While the Chinese security analyst refrained from naming India directly, it is quite obvious that the “iron brothers” China-Pakistan see New Delhi as a key conspirator.
Historically, India has not interfered with Pakistan’s internal matters and never brought up the Balochistan issue at international forums unlike Pakistan, which continues to rake up the alleged Indian occupation and human rights violations in Kashmir.

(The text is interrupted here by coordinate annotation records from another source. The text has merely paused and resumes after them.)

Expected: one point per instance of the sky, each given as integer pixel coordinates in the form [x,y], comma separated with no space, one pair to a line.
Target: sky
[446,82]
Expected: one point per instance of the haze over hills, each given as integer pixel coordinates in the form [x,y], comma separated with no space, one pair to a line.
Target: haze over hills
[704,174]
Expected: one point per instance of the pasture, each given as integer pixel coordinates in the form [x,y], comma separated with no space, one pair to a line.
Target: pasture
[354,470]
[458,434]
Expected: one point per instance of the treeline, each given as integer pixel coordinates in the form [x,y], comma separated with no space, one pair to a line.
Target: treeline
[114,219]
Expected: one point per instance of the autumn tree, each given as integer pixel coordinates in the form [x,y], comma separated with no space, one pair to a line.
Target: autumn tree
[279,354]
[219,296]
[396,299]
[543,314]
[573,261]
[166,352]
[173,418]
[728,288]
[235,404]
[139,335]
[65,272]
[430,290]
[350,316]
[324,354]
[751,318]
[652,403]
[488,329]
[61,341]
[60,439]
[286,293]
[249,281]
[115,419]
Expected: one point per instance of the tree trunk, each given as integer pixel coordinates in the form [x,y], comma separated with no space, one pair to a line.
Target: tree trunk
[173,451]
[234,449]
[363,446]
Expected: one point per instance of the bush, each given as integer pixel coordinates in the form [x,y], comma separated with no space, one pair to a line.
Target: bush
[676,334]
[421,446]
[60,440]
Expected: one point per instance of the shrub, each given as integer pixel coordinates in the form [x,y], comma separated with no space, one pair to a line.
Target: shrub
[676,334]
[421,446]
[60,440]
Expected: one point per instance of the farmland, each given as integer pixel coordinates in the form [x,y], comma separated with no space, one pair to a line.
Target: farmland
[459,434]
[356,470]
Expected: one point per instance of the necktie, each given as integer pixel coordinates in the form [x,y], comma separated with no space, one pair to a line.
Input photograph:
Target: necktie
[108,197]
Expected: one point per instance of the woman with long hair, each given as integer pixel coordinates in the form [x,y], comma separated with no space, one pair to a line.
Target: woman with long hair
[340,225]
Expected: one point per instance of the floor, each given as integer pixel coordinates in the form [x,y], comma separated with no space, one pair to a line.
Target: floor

However, Pakistan continues to allege that Indian intelligence agencies are running terrorist activities and helping Baloch nationalists.
Pakistan’s national security adviser Moeed Yusuf accused India of financing, planning, and carrying out a deadly bombing in the city of Lahore in June in which three people were killed and 22 others wounded.
The blast took place near the home of Jamaat-ud-Dawa chief Hafiz Saeed, a UN-designated terrorist and the mastermind of the 2008 Mumbai terrorist attack.
“We have identified the main mastermind and the handlers of this terrorist attack, and we have absolutely no doubt or reservation in informing you that the main mastermind belongs to RAW, the Indian intelligence agency, is an Indian national and is based in India,” Yusuf said.
Prime Minister Imran Khan also accused India of “sponsoring militants in Pakistan”.
“This coordination led to identifying the terrorists & their international linkages. Again, planning & financing of this heinous terror attack has links to Indian sponsorship of terrorism against Pak. The global community must mobilize int institutions against this rogue behavior,” Imran Khan tweeted last week.
On a similar note, Pakistan blamed India for orchestrating a bomb blast near a five-star hotel in Quetta (Balochistan’s capital) in which the Chinese ambassador to Pakistan was staying. This despite the Pakistan Taliban claimed responsibility for the bombing.
“It was a suicide attack in which our suicide bomber used his explosives-filled car in the hotel,” a spokesman for the militant group Tehreek-e-Taliban Pakistan (TTP) wrote in a text message to a Reuters reporter.
Sharat Sabharwal, former High Commissioner of India to Pakistan, told ThePrint that it is not new for Pakistan to blame India.
“Pakistan has always blamed India for disturbances in Balochistan when the fact is that they themselves are responsible for it because of their high-handedness in dealing with the people of Balochistan,” he added.